Posted to user@nutch.apache.org by Michael Chen <yi...@u.northwestern.edu> on 2017/08/18 01:40:56 UTC

Sitemap detection bug?

Hi,

I've been unable to detect the sitemap for 
https://www.mscdirect.com/robots.txt, I did some searching and I think 
it might be due to their robots.txt line spacing format. I tried 
user-agent=Googlebot but that didn't help either. Could someone 
reproduce the problem?

Thanks!

Michael

Re: Sitemap detection bug?

Posted by Michael Chen <yi...@u.northwestern.edu>.

Hi Sebastian,

Sorry forgot to reply to list.

I remember enabling debug logging once before and found that the parsing of robots.txt stops after it finds the entry relevant to the crawler ID. Is the site map information displayed there too? 

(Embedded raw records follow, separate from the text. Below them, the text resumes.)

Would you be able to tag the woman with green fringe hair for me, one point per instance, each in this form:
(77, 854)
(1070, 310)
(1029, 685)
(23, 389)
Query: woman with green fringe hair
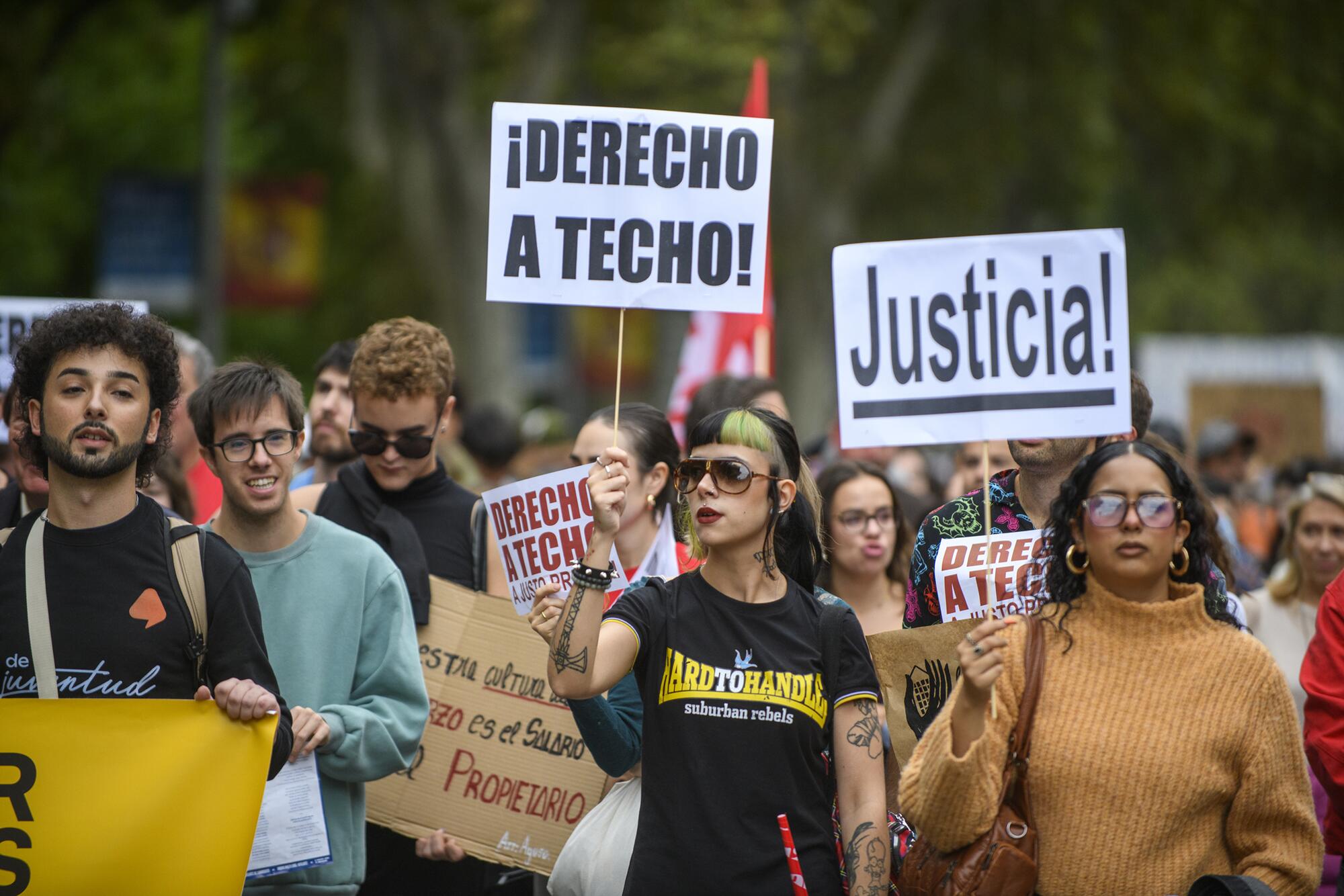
(741, 697)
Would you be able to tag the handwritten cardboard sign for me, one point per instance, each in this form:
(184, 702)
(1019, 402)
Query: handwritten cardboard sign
(502, 766)
(542, 527)
(982, 338)
(628, 209)
(917, 670)
(1009, 574)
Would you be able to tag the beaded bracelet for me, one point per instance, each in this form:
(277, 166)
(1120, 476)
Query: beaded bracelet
(592, 578)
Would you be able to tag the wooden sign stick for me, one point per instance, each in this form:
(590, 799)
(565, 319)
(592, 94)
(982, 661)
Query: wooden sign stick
(620, 350)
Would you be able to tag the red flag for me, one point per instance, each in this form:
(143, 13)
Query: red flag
(717, 343)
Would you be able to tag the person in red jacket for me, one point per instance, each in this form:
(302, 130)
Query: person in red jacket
(1323, 680)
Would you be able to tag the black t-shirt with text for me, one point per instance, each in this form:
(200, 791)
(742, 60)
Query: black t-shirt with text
(736, 722)
(118, 629)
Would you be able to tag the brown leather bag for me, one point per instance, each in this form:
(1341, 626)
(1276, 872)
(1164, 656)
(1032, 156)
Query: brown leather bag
(1003, 860)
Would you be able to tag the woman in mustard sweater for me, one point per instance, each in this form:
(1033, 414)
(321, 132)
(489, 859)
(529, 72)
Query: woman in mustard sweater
(1166, 745)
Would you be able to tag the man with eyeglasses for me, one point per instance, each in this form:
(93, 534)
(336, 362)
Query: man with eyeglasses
(400, 495)
(333, 604)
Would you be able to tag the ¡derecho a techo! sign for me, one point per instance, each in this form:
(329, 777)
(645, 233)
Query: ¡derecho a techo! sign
(628, 209)
(982, 338)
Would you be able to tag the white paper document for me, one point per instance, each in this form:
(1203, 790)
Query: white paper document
(292, 830)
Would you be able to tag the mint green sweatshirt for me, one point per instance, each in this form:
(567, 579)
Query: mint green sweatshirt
(339, 631)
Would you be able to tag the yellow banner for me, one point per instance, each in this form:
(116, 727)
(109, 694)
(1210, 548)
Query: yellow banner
(128, 797)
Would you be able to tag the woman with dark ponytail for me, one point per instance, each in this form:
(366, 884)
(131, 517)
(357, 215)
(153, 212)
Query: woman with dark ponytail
(729, 660)
(1157, 714)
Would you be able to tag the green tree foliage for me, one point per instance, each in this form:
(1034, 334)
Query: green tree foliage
(1210, 131)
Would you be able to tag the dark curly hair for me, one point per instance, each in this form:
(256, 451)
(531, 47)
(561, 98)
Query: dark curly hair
(1065, 588)
(97, 326)
(792, 538)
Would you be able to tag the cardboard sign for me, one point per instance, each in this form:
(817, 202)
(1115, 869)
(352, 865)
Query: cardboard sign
(982, 338)
(149, 821)
(628, 209)
(917, 670)
(542, 527)
(502, 766)
(1010, 576)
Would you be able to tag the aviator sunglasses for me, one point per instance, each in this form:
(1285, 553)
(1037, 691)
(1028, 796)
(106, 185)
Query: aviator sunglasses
(1155, 511)
(409, 447)
(729, 476)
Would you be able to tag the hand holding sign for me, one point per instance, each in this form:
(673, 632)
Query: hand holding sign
(608, 484)
(544, 526)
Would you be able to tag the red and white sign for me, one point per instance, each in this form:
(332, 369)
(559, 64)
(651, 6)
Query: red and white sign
(1013, 580)
(544, 527)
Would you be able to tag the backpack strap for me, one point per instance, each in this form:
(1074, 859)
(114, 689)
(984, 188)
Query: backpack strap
(40, 620)
(183, 542)
(831, 625)
(479, 564)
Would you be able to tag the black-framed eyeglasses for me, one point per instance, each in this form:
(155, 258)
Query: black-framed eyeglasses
(729, 475)
(1107, 510)
(409, 447)
(858, 521)
(240, 449)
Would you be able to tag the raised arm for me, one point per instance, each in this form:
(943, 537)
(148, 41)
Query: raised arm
(587, 658)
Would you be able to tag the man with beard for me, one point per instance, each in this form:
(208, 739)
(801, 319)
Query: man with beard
(334, 604)
(99, 384)
(1019, 502)
(28, 488)
(329, 416)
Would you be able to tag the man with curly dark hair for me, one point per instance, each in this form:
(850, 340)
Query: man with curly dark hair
(400, 495)
(99, 385)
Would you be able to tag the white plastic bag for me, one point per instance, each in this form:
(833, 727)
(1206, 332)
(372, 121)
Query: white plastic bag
(597, 855)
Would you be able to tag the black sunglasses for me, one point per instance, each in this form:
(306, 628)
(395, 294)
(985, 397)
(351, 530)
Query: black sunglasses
(409, 447)
(729, 476)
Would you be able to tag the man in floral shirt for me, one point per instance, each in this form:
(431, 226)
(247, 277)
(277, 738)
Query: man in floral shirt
(1019, 502)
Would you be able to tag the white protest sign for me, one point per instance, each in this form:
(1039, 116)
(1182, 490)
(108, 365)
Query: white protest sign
(18, 315)
(982, 338)
(628, 208)
(544, 527)
(1007, 576)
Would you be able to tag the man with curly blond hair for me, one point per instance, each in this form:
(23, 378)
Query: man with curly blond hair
(398, 494)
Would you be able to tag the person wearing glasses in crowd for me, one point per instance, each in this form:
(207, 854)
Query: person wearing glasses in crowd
(1158, 715)
(100, 384)
(868, 543)
(398, 494)
(729, 662)
(333, 604)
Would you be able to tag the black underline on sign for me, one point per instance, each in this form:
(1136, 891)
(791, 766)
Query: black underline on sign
(510, 694)
(970, 404)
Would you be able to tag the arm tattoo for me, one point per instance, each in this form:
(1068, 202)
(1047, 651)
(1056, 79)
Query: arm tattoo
(866, 862)
(868, 731)
(561, 652)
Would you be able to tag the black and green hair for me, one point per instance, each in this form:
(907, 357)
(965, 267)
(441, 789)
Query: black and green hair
(794, 538)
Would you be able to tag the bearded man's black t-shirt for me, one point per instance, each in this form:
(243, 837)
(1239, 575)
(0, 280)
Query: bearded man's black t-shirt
(734, 729)
(118, 629)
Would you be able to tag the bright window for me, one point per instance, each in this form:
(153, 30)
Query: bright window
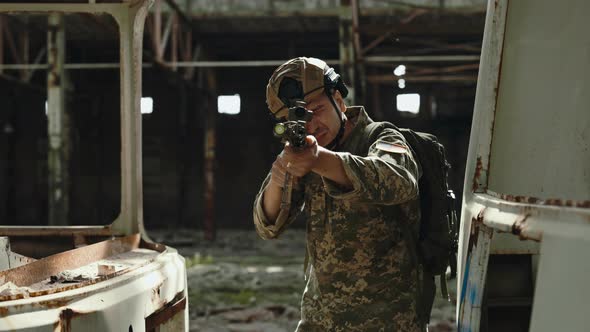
(228, 104)
(147, 105)
(409, 102)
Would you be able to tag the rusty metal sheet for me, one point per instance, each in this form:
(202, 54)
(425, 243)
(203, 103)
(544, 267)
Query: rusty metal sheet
(56, 231)
(44, 268)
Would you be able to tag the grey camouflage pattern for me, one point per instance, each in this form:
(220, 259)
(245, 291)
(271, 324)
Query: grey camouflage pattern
(361, 275)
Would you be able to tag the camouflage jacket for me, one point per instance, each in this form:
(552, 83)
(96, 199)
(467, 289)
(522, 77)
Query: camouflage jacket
(361, 276)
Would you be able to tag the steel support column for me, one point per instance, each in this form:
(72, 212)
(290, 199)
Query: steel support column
(56, 119)
(210, 157)
(347, 62)
(1, 43)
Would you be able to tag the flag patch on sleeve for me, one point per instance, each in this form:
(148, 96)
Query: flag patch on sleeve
(391, 147)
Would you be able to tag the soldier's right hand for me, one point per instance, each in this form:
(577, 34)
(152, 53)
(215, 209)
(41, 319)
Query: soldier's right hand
(277, 172)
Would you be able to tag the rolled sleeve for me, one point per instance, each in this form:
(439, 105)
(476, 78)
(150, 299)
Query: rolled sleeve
(384, 176)
(264, 227)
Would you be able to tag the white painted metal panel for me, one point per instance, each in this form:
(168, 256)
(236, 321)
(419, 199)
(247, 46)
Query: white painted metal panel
(541, 143)
(528, 169)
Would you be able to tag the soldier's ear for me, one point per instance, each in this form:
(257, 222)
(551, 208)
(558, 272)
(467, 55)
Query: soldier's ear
(339, 100)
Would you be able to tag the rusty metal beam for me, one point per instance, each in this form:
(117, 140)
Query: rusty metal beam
(380, 39)
(58, 154)
(11, 43)
(157, 31)
(184, 19)
(346, 48)
(389, 78)
(174, 43)
(1, 42)
(210, 146)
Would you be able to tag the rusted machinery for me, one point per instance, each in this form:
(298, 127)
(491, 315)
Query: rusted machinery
(87, 278)
(525, 231)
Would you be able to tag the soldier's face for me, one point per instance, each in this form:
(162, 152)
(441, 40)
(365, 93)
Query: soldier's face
(325, 122)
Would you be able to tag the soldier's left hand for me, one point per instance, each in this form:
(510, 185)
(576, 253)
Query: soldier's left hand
(301, 161)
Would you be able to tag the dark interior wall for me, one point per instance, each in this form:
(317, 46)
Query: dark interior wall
(23, 127)
(246, 147)
(173, 145)
(95, 164)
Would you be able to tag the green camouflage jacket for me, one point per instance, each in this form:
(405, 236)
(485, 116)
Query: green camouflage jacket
(361, 276)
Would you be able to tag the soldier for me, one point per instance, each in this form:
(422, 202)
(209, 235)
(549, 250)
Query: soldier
(356, 195)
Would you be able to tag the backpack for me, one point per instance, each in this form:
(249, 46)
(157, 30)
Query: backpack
(436, 246)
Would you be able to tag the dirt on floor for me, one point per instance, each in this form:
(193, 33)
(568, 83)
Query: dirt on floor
(241, 283)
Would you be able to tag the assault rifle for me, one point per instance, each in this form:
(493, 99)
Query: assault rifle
(292, 131)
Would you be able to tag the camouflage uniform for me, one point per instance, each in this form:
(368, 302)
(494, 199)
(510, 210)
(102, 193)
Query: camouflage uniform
(361, 276)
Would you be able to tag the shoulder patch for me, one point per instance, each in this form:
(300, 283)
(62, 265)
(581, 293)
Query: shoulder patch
(391, 147)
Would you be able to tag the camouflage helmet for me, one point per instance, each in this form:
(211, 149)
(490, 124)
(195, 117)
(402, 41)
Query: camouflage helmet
(313, 75)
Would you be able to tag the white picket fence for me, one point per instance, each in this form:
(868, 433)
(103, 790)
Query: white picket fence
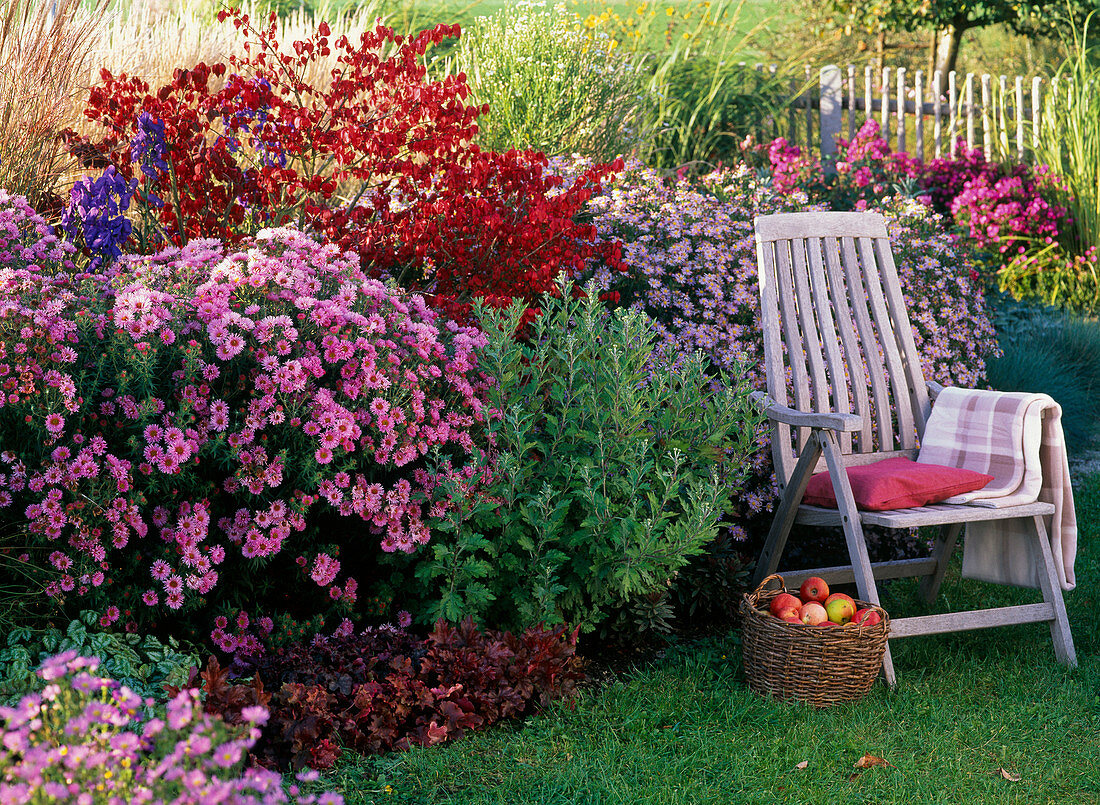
(998, 114)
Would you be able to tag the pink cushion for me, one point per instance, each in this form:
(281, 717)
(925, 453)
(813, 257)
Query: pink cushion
(897, 484)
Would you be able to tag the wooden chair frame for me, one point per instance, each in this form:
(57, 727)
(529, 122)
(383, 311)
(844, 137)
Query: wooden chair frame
(834, 318)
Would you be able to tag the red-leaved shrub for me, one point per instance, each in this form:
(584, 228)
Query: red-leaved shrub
(386, 690)
(226, 150)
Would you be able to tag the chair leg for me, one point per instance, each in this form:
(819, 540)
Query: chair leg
(854, 536)
(788, 509)
(942, 552)
(1052, 593)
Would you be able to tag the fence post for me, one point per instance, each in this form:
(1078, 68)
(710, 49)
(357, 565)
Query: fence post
(832, 101)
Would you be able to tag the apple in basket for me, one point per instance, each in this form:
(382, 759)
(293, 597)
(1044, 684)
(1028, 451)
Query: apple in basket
(814, 588)
(840, 608)
(866, 617)
(781, 602)
(813, 614)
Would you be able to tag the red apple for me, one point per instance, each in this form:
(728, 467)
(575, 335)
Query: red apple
(840, 608)
(813, 614)
(814, 588)
(866, 617)
(783, 601)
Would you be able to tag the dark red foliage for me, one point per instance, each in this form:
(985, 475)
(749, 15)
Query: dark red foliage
(254, 144)
(223, 697)
(386, 690)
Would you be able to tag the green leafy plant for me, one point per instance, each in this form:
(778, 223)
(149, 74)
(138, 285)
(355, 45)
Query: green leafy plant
(613, 471)
(548, 86)
(142, 663)
(1068, 141)
(1047, 351)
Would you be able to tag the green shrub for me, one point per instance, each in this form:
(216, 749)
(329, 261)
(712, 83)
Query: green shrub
(548, 86)
(1069, 140)
(613, 471)
(1057, 354)
(702, 106)
(142, 663)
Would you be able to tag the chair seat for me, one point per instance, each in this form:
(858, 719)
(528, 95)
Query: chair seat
(934, 515)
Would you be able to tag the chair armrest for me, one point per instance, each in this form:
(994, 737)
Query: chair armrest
(843, 422)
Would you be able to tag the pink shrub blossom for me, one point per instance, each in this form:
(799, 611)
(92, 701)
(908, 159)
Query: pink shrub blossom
(198, 407)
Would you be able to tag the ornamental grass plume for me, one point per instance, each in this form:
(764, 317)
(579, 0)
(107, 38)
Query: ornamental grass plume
(44, 48)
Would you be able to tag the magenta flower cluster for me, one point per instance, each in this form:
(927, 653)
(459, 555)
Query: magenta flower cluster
(1009, 212)
(180, 418)
(689, 244)
(866, 169)
(86, 739)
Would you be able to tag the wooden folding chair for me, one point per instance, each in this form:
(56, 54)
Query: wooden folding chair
(831, 305)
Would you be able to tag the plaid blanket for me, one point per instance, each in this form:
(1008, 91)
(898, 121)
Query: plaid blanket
(1018, 439)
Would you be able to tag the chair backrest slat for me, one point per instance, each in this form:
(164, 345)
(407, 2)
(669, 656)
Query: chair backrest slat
(813, 335)
(773, 355)
(914, 374)
(836, 331)
(792, 334)
(853, 362)
(888, 339)
(823, 305)
(868, 341)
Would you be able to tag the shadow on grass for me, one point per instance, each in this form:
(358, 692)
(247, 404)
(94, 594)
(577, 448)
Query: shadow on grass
(971, 710)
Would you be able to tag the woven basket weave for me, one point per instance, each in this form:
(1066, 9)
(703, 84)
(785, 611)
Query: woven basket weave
(821, 665)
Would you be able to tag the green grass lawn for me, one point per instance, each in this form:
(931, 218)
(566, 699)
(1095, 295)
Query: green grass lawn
(688, 730)
(415, 14)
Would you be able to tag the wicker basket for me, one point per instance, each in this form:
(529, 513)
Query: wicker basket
(821, 665)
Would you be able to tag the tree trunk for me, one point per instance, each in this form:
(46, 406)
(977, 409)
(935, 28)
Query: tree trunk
(947, 50)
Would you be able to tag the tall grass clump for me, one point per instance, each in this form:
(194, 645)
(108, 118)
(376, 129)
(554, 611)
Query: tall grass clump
(1066, 273)
(549, 87)
(1051, 352)
(702, 101)
(1069, 138)
(44, 46)
(153, 42)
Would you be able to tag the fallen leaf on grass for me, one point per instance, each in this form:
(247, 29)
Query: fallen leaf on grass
(871, 760)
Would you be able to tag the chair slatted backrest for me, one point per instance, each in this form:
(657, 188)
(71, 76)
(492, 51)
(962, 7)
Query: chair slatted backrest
(837, 338)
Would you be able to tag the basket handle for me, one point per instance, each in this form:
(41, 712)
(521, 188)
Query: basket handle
(754, 597)
(772, 577)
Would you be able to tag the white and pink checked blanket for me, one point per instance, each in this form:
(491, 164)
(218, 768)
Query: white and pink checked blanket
(1018, 439)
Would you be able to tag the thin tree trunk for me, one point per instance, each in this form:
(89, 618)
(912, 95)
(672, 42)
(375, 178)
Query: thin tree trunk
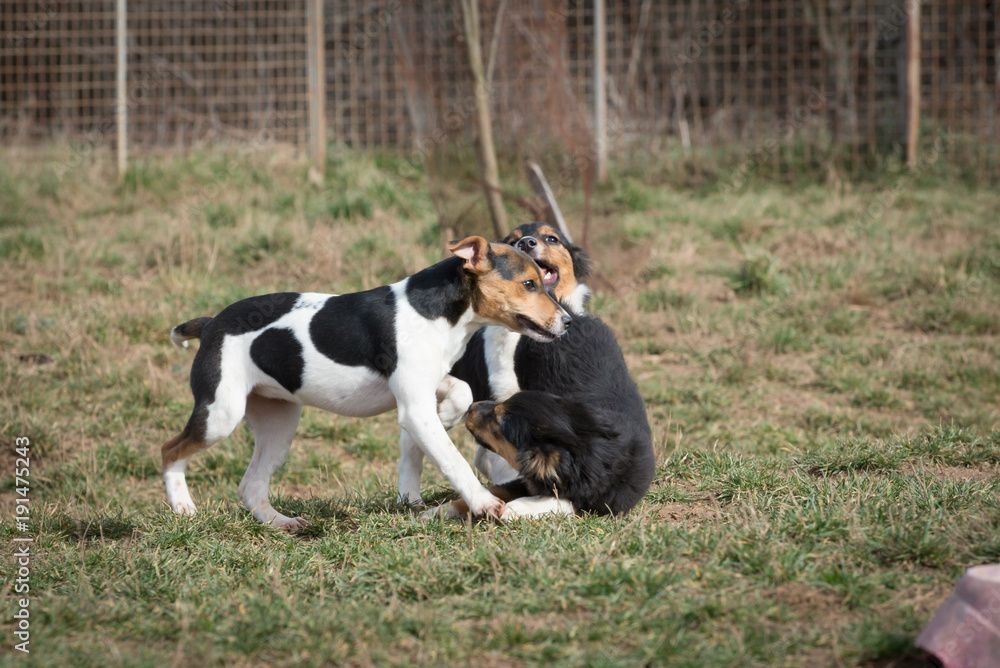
(487, 153)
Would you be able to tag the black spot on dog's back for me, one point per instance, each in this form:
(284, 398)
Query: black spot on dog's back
(252, 314)
(279, 354)
(358, 330)
(439, 291)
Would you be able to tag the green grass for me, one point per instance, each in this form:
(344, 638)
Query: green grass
(823, 391)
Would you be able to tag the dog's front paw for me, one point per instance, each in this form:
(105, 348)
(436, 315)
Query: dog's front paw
(487, 506)
(446, 511)
(184, 507)
(289, 524)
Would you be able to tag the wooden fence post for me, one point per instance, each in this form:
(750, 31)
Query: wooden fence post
(316, 75)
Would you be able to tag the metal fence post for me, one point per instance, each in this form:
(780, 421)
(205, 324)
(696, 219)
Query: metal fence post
(912, 81)
(121, 95)
(317, 89)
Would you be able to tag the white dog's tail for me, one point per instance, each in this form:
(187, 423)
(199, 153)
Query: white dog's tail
(191, 329)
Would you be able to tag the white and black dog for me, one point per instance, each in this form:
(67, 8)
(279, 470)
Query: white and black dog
(358, 354)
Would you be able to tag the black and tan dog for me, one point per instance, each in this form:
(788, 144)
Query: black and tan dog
(582, 444)
(576, 439)
(489, 363)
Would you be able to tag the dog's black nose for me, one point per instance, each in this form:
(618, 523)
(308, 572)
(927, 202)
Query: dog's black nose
(526, 243)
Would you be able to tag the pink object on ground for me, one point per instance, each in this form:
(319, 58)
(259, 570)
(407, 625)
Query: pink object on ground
(965, 631)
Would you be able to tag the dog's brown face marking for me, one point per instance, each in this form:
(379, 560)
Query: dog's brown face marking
(546, 247)
(483, 421)
(509, 289)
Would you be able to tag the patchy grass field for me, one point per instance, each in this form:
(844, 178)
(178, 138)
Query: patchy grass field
(821, 373)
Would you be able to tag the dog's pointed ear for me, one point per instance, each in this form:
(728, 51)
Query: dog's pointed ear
(475, 251)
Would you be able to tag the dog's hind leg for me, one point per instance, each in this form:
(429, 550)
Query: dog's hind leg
(411, 464)
(454, 398)
(175, 454)
(274, 423)
(208, 425)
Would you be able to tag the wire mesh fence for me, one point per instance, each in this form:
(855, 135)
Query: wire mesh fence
(756, 84)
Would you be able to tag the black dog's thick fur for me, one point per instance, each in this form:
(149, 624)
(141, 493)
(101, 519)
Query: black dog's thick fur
(579, 401)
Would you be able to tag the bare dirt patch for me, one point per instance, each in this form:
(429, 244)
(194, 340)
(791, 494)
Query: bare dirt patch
(698, 511)
(981, 473)
(819, 603)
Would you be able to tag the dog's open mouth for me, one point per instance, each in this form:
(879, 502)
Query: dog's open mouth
(549, 273)
(532, 328)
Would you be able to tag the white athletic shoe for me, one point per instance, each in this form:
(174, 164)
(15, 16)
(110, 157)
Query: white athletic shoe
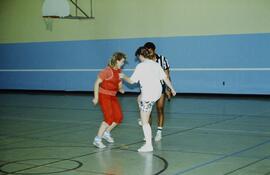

It would also be great if someone could test it on 2.x, which should be very quick. I'm positive that there is something wrong with MSCDirect in specific that's blocking the site map extraction. Other sites work.

Thanks!
Michael

> On Aug 18, 2017, at 12:41, Sebastian Nagel <wa...@googlemail.com> wrote:
> 
> Hi Michael,
> 
> yes, I tried the mentioned sitemap with crawler-commons. The sitemap URL was detected in the
> robots.txt file. It needs some more debugging. The problem for me: I know 2.x not from running
> any production crawler, so it will take longer for me to get into it.
> 
> But would you mind to move all discussions to user@nutch. It's important
> to keep them public, as some sort of documentation.
> 
> Thanks,
> Sebastian
> 
> 
>> On 08/18/2017 08:10 PM, Michael Chen wrote:
>> Could you check it for mscdirect.com? Some documentation on sitemaps suggest that there should be a
>> blank line before sitemaps, which MSCDirect doesn't have. Also might have something to do with the
>> crawler ID?
>> 
>> Please let me know if I can provide you with any additional information.
>> 
>> Thank you!
>> 
>> Michael
>> 
>> 
>>> On 08/18/2017 06:16 AM, Sebastian Nagel wrote:
>>> Hi Michael,
>>> 
>>> I've checked crawler-commons which is used for robots.txt parsing (recent version and also 0.5 used
>>> by Nutch 2.x).  Seems to work. But it needs a closer look where the problem is.
>>> 
>>> Best,
>>> Sebastian
>>> 
>>>> On 08/18/2017 03:40 AM, Michael Chen wrote:
>>>> Hi,
>>>> 
>>>> I've been unable to detect the sitemap for https://www.mscdirect.com/robots.txt, I did some
>>>> searching and I think it might be due to their robots.txt line spacing format. I tried
>>>> user-agent=Googlebot but that didn't help either. Could someone reproduce the problem?
>>>> 
>>>> Thanks!
>>>> 
>>>> Michael
>>>> 
>> 
>